Endur, the company's core product,
is a fully integrated, front-through-back-office solution for clients
who manage trading and risk management, as well as logistic and operations
functions in the key energy markets, including crude, electricity, natural
gas, refined products, metals, weather, and emissions. Endur(tm) was designed
to cover the entire transaction life cycle in a real time, straight-through-processing
environment.
New Products
Findur(tm) , a complementary
product, is also a fully integrated, front-through-back-office solution
for trading, risk management, and operations, but designed to meet the
needs of various financial markets. Findur(tm) is a comprehensive solution
serving markets in interest rate derivatives, fixed income securities,
foreign exchange, money markets, and other commodities.
OpenLink has also developed
ORIEN, a web-centric product that allows clients to create a wide range
of dynamic e-business services that leverage the core functionality of
Endur and Findur. These external e-business services may include online
exchanges, trading hubs, and other web-based services.
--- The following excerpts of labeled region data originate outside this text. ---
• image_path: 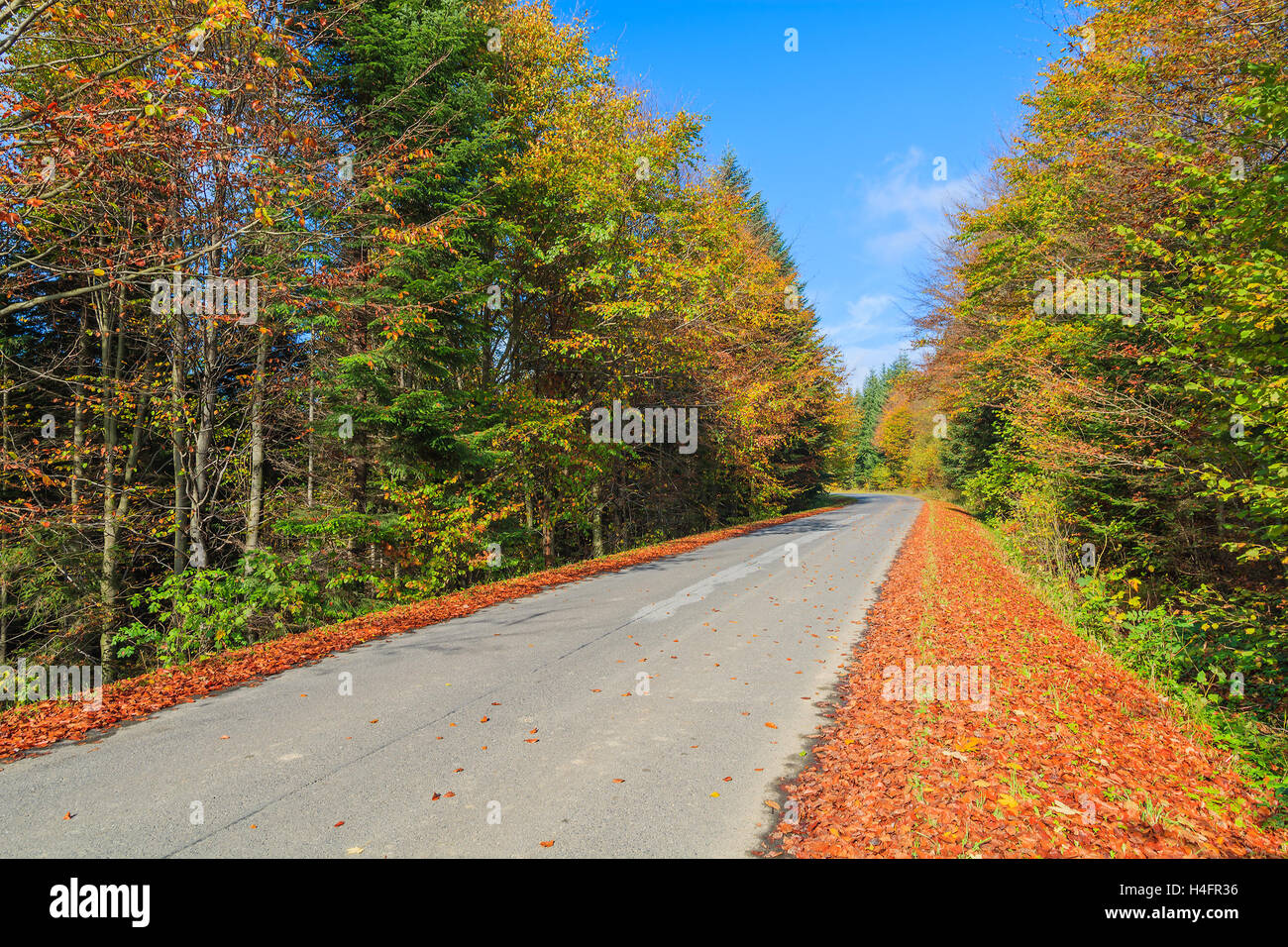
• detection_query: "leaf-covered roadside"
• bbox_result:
[770,502,1288,857]
[0,506,840,760]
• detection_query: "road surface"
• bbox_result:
[0,494,921,858]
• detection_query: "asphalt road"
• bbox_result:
[0,494,921,858]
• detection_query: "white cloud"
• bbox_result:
[845,292,894,333]
[855,146,974,265]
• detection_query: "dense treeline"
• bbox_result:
[883,0,1288,781]
[0,0,838,677]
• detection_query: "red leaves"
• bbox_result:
[0,506,837,760]
[767,504,1288,857]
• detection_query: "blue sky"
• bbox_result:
[554,0,1068,381]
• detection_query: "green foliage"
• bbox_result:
[115,550,349,668]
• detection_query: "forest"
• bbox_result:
[0,0,839,680]
[842,0,1288,793]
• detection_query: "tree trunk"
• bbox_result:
[170,312,188,575]
[246,329,269,575]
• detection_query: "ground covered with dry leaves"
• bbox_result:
[0,506,838,760]
[770,502,1288,857]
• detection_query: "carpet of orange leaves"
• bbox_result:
[0,506,838,760]
[767,504,1288,857]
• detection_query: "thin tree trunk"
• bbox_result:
[246,327,269,574]
[170,303,188,575]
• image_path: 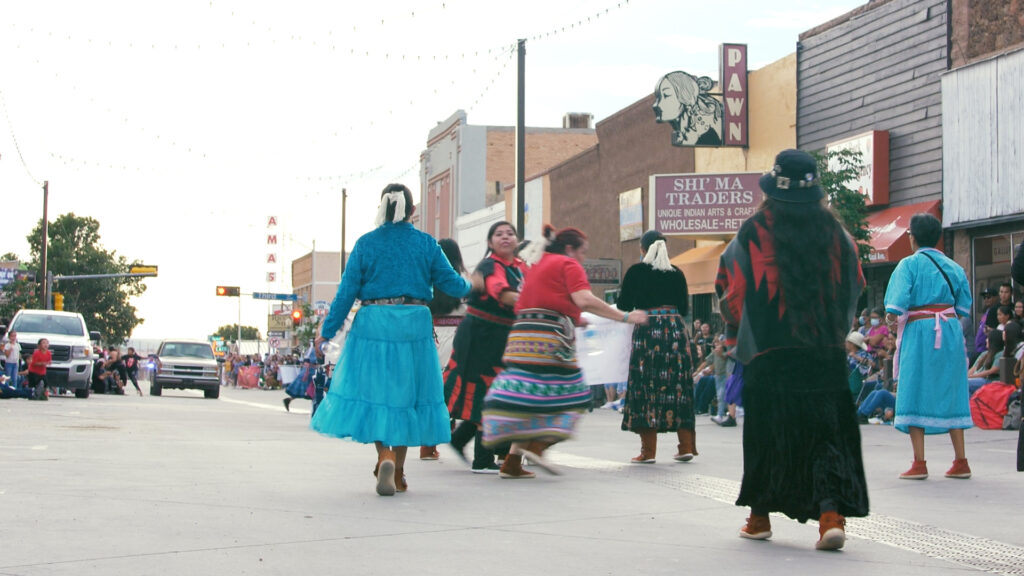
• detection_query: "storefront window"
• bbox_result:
[973,231,1024,315]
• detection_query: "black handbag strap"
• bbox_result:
[921,250,956,305]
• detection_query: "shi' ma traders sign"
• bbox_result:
[647,172,764,237]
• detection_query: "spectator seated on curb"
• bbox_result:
[857,383,896,424]
[967,330,1004,395]
[846,332,876,398]
[0,374,35,400]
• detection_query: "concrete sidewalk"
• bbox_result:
[0,388,1024,576]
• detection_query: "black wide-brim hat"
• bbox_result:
[758,149,824,203]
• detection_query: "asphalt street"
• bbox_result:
[0,386,1024,576]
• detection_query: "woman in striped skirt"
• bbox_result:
[616,231,697,464]
[483,224,647,479]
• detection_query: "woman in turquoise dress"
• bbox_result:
[311,184,470,496]
[885,214,974,480]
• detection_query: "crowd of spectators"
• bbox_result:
[847,270,1024,423]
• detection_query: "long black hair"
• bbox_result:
[427,238,466,316]
[756,198,857,346]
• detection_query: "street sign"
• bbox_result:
[253,292,299,302]
[266,314,292,332]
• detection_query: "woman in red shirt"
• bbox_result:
[28,338,53,400]
[483,224,647,479]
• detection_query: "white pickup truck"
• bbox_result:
[10,310,99,398]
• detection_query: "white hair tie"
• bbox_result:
[643,240,672,272]
[374,190,406,225]
[519,228,551,266]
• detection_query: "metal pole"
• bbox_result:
[515,38,526,235]
[341,189,348,274]
[39,180,53,310]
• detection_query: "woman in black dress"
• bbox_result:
[444,221,523,474]
[616,231,697,464]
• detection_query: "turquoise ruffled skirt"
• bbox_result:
[310,305,452,446]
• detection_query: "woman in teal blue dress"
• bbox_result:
[885,214,974,480]
[311,184,470,496]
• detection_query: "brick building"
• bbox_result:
[418,110,597,244]
[520,54,796,320]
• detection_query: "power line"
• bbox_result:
[0,90,43,186]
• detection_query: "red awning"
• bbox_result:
[867,200,942,264]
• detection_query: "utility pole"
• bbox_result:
[515,38,526,236]
[341,189,348,274]
[40,180,53,310]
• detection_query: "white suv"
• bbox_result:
[150,340,220,398]
[10,310,99,398]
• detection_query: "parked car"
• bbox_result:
[10,310,99,398]
[150,340,220,398]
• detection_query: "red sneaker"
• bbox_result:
[814,511,846,550]
[946,458,971,480]
[899,460,929,480]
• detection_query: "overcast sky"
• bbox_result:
[0,0,864,338]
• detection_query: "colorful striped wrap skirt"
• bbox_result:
[483,308,591,446]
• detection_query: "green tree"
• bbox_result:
[0,278,39,320]
[28,213,145,344]
[212,324,260,342]
[814,150,871,263]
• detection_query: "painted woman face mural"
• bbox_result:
[653,71,722,147]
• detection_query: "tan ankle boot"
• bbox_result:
[630,428,657,464]
[394,466,409,492]
[377,450,395,496]
[672,428,697,462]
[498,454,537,480]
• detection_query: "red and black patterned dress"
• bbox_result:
[716,209,868,522]
[615,262,694,433]
[443,254,523,422]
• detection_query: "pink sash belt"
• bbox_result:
[893,304,956,378]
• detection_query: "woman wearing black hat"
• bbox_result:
[716,150,868,549]
[615,231,697,464]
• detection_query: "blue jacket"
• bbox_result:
[321,222,470,339]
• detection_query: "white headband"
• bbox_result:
[643,240,672,272]
[374,190,406,225]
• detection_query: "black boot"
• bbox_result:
[473,430,498,474]
[449,420,476,464]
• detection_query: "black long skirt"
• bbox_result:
[736,348,868,522]
[442,315,512,423]
[622,314,694,433]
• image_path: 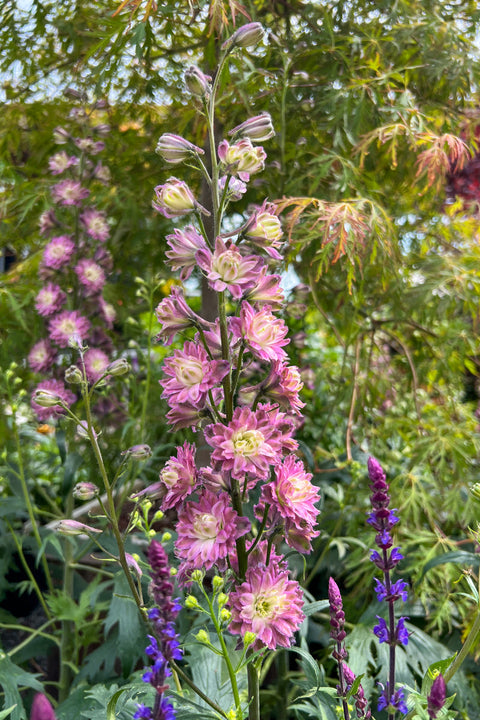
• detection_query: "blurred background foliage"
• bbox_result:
[0,0,480,718]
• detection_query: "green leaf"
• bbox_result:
[302,600,330,617]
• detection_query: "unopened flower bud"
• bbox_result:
[65,365,83,385]
[243,630,257,647]
[155,133,204,165]
[72,482,99,500]
[212,575,224,593]
[222,23,265,50]
[185,595,200,610]
[217,593,228,608]
[228,112,275,142]
[190,570,205,585]
[195,630,210,645]
[185,65,212,97]
[55,520,102,535]
[121,445,152,460]
[33,390,64,407]
[105,358,130,377]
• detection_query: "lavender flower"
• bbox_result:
[367,457,409,720]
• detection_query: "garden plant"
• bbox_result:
[0,0,480,720]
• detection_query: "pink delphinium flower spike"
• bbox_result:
[229,560,305,650]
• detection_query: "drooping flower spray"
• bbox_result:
[368,457,409,720]
[139,23,319,720]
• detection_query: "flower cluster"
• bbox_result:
[133,540,182,720]
[142,47,319,664]
[328,578,372,720]
[28,102,121,428]
[368,457,409,715]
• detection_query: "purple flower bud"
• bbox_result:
[185,65,212,97]
[155,133,204,165]
[228,112,275,142]
[222,23,265,51]
[30,693,56,720]
[427,675,447,720]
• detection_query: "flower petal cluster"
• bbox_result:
[160,442,198,510]
[204,407,282,480]
[196,238,264,300]
[31,380,77,421]
[231,301,290,360]
[48,310,90,347]
[255,455,320,553]
[42,235,75,270]
[160,342,230,409]
[229,561,305,650]
[165,225,207,280]
[175,490,250,574]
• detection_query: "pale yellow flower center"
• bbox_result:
[232,430,265,456]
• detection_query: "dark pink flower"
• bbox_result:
[28,340,56,372]
[196,238,263,300]
[155,287,209,345]
[165,225,207,280]
[175,490,250,574]
[229,561,305,650]
[256,455,320,552]
[80,208,110,242]
[160,342,229,408]
[160,442,197,510]
[74,258,105,295]
[31,380,77,422]
[83,348,110,382]
[48,310,90,347]
[35,283,67,317]
[52,180,90,206]
[42,235,75,270]
[231,301,289,360]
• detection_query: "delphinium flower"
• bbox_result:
[29,103,124,424]
[328,578,371,720]
[133,540,182,720]
[368,457,409,720]
[147,31,319,704]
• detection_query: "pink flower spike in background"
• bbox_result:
[42,235,75,270]
[48,310,90,347]
[35,283,67,317]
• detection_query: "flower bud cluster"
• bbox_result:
[28,101,123,428]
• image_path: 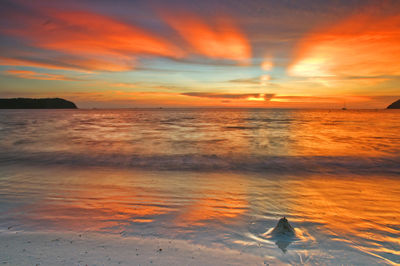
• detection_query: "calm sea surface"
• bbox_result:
[0,109,400,265]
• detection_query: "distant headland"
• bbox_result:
[386,100,400,109]
[0,98,77,109]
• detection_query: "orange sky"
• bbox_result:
[0,0,400,108]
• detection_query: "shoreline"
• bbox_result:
[0,231,272,265]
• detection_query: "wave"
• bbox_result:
[0,152,400,175]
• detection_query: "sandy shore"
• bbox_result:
[0,231,276,265]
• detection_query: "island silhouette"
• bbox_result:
[0,98,77,109]
[386,99,400,109]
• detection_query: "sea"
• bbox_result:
[0,108,400,265]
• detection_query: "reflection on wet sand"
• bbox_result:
[0,167,400,263]
[291,176,400,263]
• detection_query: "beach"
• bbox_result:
[0,109,400,265]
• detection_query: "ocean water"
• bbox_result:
[0,109,400,265]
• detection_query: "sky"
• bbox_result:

OpenLink has a diverse list
of clients, including Bank for International Settlements, Bank of Canada,
Bank of Scotland Treasury Services, Barclays Capital, Deutsche Bank, Dexia
Credit Local, Duke Energy, Dynegy, , EnCana, Equiva Services LLC, ExxonMobil
Gas, Halifax PLC, KeyBank, Manulife Financial, Mirant, Nexen, Regions
Bank, RWE Trading Americas, Shell Trading, Vattenfall Europe Trading,
and WestLB.
Fung's vision has allowed OpenLink
to ride out the recent storms that have battered energy and financial
markets. His strategy has been to develop an adaptive set of service models
to meet the needs of a broad range of clients, from huge trading firms
to niche players around the globe. He has also maintained a unique and
strong focus on product development. OpenLink's development budget is
much higher proportionately than its competitors.
As OpenLink released impressive
third-quarter earnings in December, Fung said that "The softness
we have recently faced within our traditional product lines has presented
us with the opportunity to shift resources and explore previously untapped
markets. Recent strategic staff appointments, ongoing research, and core
development initiatives will allow us to capitalize on what will be a
different trading and risk management software landscape by the end of
2003."
Fung's goal is to have OpenLink
known as a benchmark company with products significantly above the competition
without affecting rapid new development. Under Fung's leadership, OpenLink
is poised to become the first benchmark company in the business -- "being
the best at what we do, with the utmost integrity and business ethics."